Let $G$ be a Lie group and $M$ a smooth manifold on which $G$ acts. For $x \in M$, how do I show that $G_{x} = \{ g \in G : g \cdot x = x\}$ is a closed lie subgroup? What I was thinking is that $f : G \times M \rightarrow M$ defined by $(g,m) \mapsto g \cdot m$ is a continuous map. Let $ \{ g_{n} \}_{n \in \mathbb{N}} \subset G_{x}$. By continuity of $f$, we have that $f(\lim_{n} g_{n},x) = \lim_{n \rightarrow \infty} f(g_{n},x) = \lim_{n} x = x$, which implies that $\lim g_{n} \in G_{x}$, so $G_{x}$ contains all of its limit points and hence is closed.
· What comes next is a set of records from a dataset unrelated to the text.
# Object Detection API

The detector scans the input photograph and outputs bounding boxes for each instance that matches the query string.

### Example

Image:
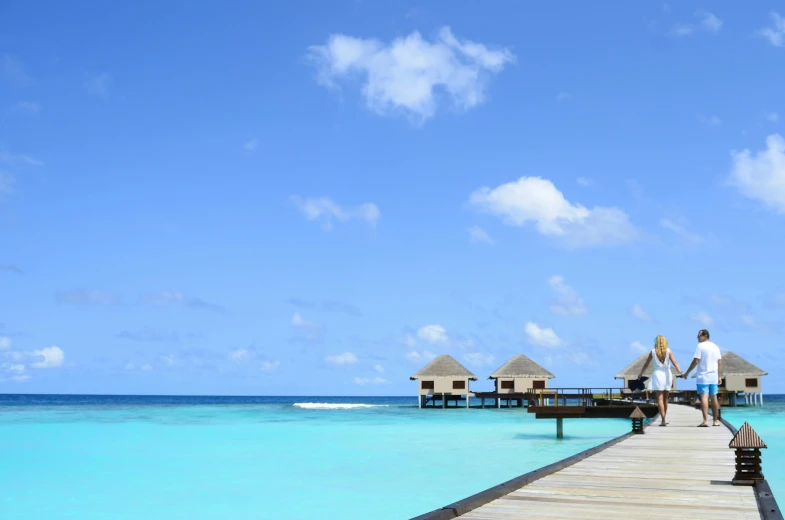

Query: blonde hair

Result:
[654,336,668,363]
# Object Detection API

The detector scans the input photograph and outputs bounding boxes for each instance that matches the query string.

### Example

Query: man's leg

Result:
[698,385,709,426]
[711,385,720,426]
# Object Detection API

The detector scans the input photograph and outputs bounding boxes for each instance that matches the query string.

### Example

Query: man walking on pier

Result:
[681,329,722,428]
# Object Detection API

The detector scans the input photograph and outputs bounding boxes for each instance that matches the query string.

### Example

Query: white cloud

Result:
[660,218,703,246]
[308,27,515,123]
[243,137,259,152]
[466,226,493,244]
[84,72,113,97]
[692,312,714,328]
[324,352,359,365]
[229,348,251,364]
[729,134,785,213]
[630,303,651,323]
[758,12,785,47]
[0,150,44,166]
[260,361,281,372]
[469,177,639,248]
[630,341,651,354]
[292,312,319,329]
[32,345,65,368]
[13,101,41,117]
[290,195,382,230]
[406,350,436,361]
[526,321,563,347]
[463,352,494,367]
[671,9,723,37]
[698,114,722,126]
[417,325,450,345]
[354,377,387,385]
[548,275,586,316]
[695,10,722,34]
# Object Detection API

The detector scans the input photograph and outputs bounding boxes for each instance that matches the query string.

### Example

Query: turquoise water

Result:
[722,395,785,507]
[0,396,628,520]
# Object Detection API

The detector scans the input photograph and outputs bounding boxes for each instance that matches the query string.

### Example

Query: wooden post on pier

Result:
[630,406,646,433]
[728,422,767,486]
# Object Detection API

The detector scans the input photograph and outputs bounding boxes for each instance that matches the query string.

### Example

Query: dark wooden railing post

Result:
[728,422,767,486]
[630,406,646,433]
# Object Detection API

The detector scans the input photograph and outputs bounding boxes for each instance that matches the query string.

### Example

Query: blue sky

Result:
[0,1,785,395]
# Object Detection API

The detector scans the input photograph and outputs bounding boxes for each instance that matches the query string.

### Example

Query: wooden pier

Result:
[413,404,783,520]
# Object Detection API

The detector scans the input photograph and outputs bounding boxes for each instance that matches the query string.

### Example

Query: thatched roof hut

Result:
[614,352,689,380]
[409,354,477,381]
[488,354,556,379]
[722,350,769,377]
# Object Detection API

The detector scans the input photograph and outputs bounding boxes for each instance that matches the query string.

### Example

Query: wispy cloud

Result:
[670,9,723,37]
[55,290,120,306]
[322,300,363,318]
[758,11,785,47]
[525,321,564,347]
[324,352,359,365]
[290,195,382,231]
[728,134,785,214]
[117,329,180,343]
[417,324,450,345]
[0,54,38,87]
[0,149,44,166]
[469,177,640,248]
[660,218,704,246]
[142,291,227,314]
[243,137,259,152]
[630,303,652,323]
[308,27,515,124]
[548,275,587,316]
[466,226,493,244]
[83,72,114,97]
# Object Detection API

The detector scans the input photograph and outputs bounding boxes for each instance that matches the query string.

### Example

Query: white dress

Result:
[649,349,673,390]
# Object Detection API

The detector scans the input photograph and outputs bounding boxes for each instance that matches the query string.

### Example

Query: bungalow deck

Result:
[413,404,783,520]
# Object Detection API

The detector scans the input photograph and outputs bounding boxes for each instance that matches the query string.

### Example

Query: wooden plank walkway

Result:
[460,404,765,520]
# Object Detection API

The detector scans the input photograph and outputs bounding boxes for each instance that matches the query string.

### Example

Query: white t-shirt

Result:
[694,341,722,385]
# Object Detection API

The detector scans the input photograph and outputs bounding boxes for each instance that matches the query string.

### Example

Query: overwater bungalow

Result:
[614,352,681,390]
[488,354,556,394]
[409,354,477,408]
[692,350,768,406]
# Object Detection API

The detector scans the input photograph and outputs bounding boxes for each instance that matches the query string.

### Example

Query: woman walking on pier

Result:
[638,336,681,426]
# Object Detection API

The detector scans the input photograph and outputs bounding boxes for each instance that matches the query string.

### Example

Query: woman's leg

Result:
[662,390,670,424]
[657,390,666,424]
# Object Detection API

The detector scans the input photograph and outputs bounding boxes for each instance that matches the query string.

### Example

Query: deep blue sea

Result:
[0,395,785,520]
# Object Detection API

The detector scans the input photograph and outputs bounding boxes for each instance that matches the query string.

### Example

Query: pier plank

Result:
[459,406,761,520]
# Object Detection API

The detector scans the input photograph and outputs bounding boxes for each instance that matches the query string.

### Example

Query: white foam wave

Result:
[293,403,389,410]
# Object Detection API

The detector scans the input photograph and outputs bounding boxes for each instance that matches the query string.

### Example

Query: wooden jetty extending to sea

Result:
[412,404,783,520]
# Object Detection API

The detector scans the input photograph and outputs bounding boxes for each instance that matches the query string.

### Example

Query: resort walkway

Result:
[460,404,765,520]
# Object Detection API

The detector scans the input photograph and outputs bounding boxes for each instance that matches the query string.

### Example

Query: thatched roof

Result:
[488,354,556,379]
[614,352,689,379]
[409,354,477,381]
[692,350,769,379]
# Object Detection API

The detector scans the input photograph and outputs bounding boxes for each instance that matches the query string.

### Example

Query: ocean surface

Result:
[0,395,785,520]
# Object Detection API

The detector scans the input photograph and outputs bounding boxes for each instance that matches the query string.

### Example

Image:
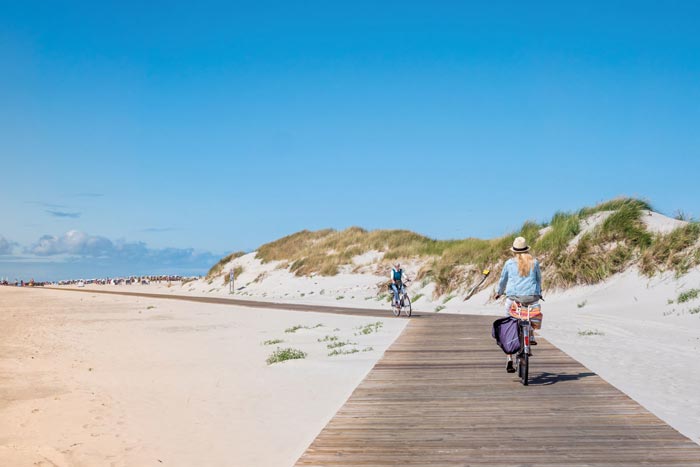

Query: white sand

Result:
[42,208,700,450]
[0,287,407,467]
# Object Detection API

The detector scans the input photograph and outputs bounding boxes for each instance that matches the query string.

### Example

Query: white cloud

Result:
[25,230,218,267]
[0,235,17,255]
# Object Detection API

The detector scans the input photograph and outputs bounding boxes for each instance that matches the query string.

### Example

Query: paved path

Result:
[46,290,700,467]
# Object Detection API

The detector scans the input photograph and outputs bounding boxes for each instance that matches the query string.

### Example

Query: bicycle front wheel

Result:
[401,295,411,316]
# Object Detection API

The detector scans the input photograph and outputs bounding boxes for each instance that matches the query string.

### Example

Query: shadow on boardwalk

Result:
[528,372,598,386]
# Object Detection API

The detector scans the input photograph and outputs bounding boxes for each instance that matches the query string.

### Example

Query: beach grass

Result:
[212,197,700,300]
[266,348,307,365]
[207,251,245,279]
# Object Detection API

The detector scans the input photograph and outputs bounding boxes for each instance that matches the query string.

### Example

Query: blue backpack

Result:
[491,316,520,354]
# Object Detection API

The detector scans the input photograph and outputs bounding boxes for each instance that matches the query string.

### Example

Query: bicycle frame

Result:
[515,301,533,386]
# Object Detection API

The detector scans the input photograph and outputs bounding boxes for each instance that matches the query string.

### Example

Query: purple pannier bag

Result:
[491,316,520,354]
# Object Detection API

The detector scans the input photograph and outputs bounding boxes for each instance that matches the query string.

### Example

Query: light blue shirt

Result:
[498,258,542,297]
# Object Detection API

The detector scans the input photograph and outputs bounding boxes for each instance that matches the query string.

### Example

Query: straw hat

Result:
[510,237,530,253]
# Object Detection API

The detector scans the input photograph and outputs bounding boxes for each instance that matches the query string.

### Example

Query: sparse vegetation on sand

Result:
[355,321,384,336]
[328,347,359,357]
[326,340,357,350]
[676,289,700,304]
[284,323,323,334]
[266,348,306,365]
[212,198,700,300]
[318,336,338,342]
[263,339,284,345]
[207,251,245,279]
[224,266,244,285]
[578,329,605,336]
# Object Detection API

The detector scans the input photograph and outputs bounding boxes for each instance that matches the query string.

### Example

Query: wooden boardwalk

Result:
[46,289,700,467]
[296,315,700,467]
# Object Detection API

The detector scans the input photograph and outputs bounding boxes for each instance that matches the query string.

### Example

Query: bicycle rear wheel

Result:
[391,299,401,316]
[518,352,530,386]
[401,295,411,316]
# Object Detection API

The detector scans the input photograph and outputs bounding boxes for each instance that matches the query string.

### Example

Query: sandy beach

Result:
[0,287,406,467]
[52,256,700,450]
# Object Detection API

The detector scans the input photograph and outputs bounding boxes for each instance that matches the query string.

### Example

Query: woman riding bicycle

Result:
[391,261,410,303]
[493,237,542,373]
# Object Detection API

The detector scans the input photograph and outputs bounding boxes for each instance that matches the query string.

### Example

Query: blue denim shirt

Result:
[498,258,542,297]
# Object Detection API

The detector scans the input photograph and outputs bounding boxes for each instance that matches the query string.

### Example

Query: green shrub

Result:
[676,289,700,304]
[266,348,306,365]
[207,251,245,279]
[263,339,284,345]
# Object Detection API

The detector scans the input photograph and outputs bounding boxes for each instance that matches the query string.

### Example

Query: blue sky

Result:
[0,1,700,278]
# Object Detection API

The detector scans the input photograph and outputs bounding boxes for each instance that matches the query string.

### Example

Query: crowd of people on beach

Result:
[0,275,199,287]
[0,278,49,287]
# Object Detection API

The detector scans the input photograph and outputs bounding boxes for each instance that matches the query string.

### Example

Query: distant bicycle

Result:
[391,281,411,316]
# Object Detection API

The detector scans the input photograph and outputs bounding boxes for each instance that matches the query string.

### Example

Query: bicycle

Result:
[391,281,411,317]
[511,300,541,386]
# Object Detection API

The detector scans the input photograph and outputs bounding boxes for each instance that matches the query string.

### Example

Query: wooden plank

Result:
[296,315,700,467]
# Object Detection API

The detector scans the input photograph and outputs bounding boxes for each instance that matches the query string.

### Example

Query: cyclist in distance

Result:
[493,237,542,373]
[391,261,410,303]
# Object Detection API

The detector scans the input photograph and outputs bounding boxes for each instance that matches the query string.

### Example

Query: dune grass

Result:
[207,251,245,279]
[266,348,306,365]
[212,198,700,297]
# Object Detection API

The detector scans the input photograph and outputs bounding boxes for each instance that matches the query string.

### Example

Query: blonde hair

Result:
[515,253,535,277]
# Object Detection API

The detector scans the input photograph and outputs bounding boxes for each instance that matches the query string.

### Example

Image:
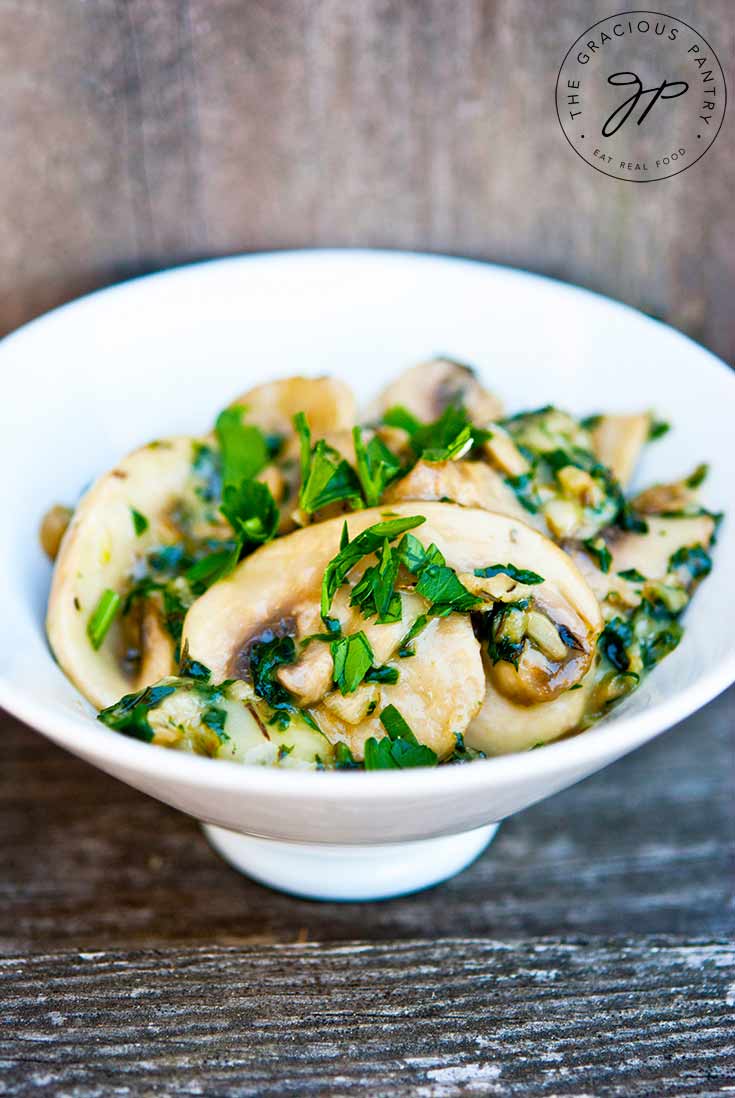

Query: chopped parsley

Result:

Is this reasoning correct?

Answer 1

To show that $G_x$ is closed, you need to show that if the limit of $g_n$ is $g$, $g_n\in G_x$, then $g\in G_x$, $lim_nf(g_n,x)=lim_nx=x=f(g,x)$ implies $g\in G_x$.

You can also remark that $f_x:G\rightarrow M$ defined by $f_x(g)=f(g,x)$ is continuous and $G_x=f^{-1}(x)$ is closed since $\{x\}$ is closed.